Prerequisites: Pre-calculus, honors grades in previous courses and teacher recommendation.

be365 体育投注Calculus explores the concepts of derivative and integral calculus to give students a solid foundation upon which to build mathematical knowledge in future courses. Specifically, students study functions and different representations of functions (graphically, numerically, algebraically, etc.), limits, derivatives and differentiation, applications of derivatives, definite integrals, indefinite integrals, and applications of integrals. Students should have a strong foundation and demonstrated understanding of functions (polynomials, exponential, logarithmic, trigonometric) from a Pre-calculus course.

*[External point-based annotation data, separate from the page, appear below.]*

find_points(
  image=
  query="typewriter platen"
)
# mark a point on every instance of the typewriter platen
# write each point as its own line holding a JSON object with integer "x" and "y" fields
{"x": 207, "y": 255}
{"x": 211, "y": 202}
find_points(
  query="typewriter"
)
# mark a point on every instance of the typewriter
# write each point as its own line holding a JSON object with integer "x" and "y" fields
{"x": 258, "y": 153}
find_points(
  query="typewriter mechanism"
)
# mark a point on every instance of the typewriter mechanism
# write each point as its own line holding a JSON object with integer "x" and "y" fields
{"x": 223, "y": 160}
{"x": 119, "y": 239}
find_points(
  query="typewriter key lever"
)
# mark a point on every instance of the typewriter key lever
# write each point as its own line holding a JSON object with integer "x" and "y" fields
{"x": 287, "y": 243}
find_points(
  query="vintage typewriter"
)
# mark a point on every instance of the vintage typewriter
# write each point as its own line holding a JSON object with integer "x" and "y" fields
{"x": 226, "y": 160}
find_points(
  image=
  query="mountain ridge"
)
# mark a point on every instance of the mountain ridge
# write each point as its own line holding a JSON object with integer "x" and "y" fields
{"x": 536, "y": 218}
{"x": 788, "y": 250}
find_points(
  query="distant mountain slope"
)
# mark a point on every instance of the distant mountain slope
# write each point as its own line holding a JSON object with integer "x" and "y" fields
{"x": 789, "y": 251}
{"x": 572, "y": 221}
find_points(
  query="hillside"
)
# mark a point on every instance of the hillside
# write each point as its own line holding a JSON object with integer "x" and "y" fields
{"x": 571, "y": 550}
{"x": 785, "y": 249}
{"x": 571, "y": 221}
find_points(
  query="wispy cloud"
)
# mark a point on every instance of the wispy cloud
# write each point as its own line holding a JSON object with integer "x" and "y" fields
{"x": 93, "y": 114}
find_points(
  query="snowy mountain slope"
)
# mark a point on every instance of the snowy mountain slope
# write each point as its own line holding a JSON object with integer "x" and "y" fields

Prerequisites: Algebra II or equivalent.

Statistics’ students explore statistical concepts central to the analysis of data in many science and social science disciplines. Specifically, students explore data to describe patterns, departures from patterns, and associations between variables; plan and conduct experimental studies; investigate chance and random processes using probability and simulation; and learn how to objectively estimate population parameters and scientifically test hypotheses using statistical inference. Critical thinking, inferential reasoning, and communication – both oral and written – are emphasized over computation and algebraic manipulation. Use of technology – graphing calculators, spreadsheets and statistical analysis software – is prevalent throughout the course.

AP Calculus AB

Prerequisites: Pre-calculus, honors grades in previous courses and teacher recommendation.

These courses prepare students for the AP Calculus exam. The AP course covers topics in differential and integral calculus, including concepts and skills of limits, derivatives, definite integrals, and the Fundamental Theorem of Calculus. The course teaches students to approach calculus concepts and problems when they are represented graphically, numerically, analytically, and verbally, and to make connections amongst these representations. Students learn how to use technology to help solve problems, experiment, interpret results, and support conclusions.